Asteroid 2004 XK14 passes the Earth.

Asteroid 2004 XK14 passed by the Earth at a distance of 14 720 000 km (38.3 times the average distance between the Earth and the Moon, or 0.84% of the average distance between the Earth and the Sun), slightly after 7.40 pm GMT on Friday 28 November 2015. There was no danger of the asteroid hitting us, though had it done so it would have presented a genuine threat. 2004 XK14 has an estimated equivalent diameter of 62-200 m (i.e. a spherical body with the same mass would be 62-200 m in diameter), and an object towards the upper end of this range would pass through the atmosphere and directly impact the ground with a force of about 261 megatons (about 15 350 times the explosive energy of the Hiroshima bomb), causing devastation over a wide area and creating a crater about 3 km across, and resulting in global climatic problems that could last for decades or even centuries.

 

 
 The calculated orbit of 2004 XK14. JPL Small Body Database.

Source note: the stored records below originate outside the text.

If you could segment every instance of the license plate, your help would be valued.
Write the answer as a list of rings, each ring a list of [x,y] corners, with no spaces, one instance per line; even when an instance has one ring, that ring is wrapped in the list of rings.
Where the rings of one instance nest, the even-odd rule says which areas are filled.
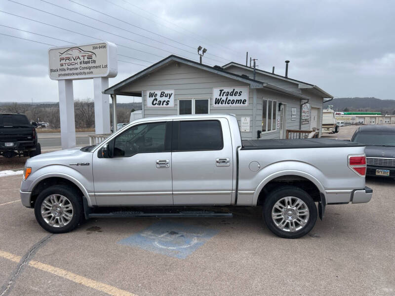
[[[377,176],[390,176],[390,170],[376,170]]]

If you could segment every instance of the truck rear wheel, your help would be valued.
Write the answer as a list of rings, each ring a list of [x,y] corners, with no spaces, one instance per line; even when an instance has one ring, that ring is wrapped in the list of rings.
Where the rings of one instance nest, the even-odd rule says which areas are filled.
[[[63,233],[78,225],[82,216],[79,192],[67,186],[55,185],[43,190],[34,207],[36,219],[47,231]]]
[[[307,192],[284,186],[269,193],[263,207],[263,218],[270,230],[284,238],[308,233],[317,220],[317,209]]]

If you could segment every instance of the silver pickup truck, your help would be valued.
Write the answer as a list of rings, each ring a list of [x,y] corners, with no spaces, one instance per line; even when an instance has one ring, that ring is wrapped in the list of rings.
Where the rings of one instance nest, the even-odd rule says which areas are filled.
[[[260,206],[273,232],[297,238],[326,205],[370,200],[364,149],[328,139],[242,141],[232,115],[142,118],[98,145],[29,158],[21,198],[53,233],[83,218],[229,217],[219,210]]]

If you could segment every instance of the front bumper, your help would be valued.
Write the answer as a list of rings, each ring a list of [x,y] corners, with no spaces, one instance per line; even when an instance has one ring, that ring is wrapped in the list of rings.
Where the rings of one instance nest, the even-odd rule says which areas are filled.
[[[32,208],[32,204],[30,202],[30,196],[31,195],[32,192],[25,192],[19,190],[19,194],[21,195],[22,204],[27,208]]]
[[[351,201],[353,203],[369,202],[372,198],[373,190],[367,186],[362,190],[356,190],[353,192]]]

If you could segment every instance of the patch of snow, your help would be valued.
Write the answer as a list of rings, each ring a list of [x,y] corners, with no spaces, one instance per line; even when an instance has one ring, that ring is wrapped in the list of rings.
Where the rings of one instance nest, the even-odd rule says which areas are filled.
[[[6,171],[0,171],[0,177],[8,177],[8,176],[15,176],[15,175],[22,175],[23,171],[11,171],[7,170]]]

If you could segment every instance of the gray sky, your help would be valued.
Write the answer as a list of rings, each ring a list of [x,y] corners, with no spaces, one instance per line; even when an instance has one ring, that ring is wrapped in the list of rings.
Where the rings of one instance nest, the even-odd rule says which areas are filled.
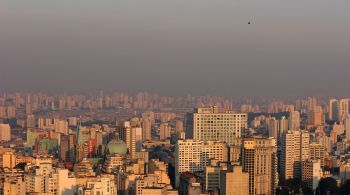
[[[349,10],[348,0],[1,0],[0,90],[350,94]]]

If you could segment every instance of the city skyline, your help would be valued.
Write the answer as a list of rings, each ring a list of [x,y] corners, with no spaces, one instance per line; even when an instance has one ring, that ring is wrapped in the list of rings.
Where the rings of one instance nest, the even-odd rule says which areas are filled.
[[[0,90],[348,95],[348,5],[2,1]]]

2004 XK14 was discovered on 10 December 2004 by the Massachusetts Institute of Technology's Lincoln Near Earth Asteroid Research Laboratory in Socorro, New Mexico. The designation 2004 XK14 implies that it was the 360th asteroid (asteroid X14) discovered in the first half of December 2004 (period 2004 X). 

2004 XK14 has a 237 day orbital period, with an elliptical orbit tilted at an angle of 3.10° to the plain of the Solar System which takes in to 0.42 AU from the Sun (42% of the distance at which the Earth orbits the Sun, slightly outside the average distance at which Mercury orbits the Sun, but closer to the Sun than Mercury at the furthest part of its orbit) and out to 1.07 AU (7% further away from the Sun than the Earth). This means that close encounters between the asteroid and Earth are fairly common, with the last thought to have happened in March 2014 and the next predicted in August 2017. Although it does cross the Earth's orbit and is briefly further from the Sun on each cycle, 2004 XK14 spends most of its time closer to the Sun than we are, and is therefore classified as an Aten Group Asteroid.
 
2004 XK14 is also thought to have occasional encounters with the planets Mercury and Venus, with the most recent encounter with Mercury thought to have happened in January 2012  and the next predicted for June 2021, and the last close encounter with Venus thought to have happened in January this year and the next predicted for November 2023. Asteroid orbits that have close encounters with multiple planets are considered to be quite unstable, as any perturbations can quickly become magnified, throwing the asteroid onto a new orbital path.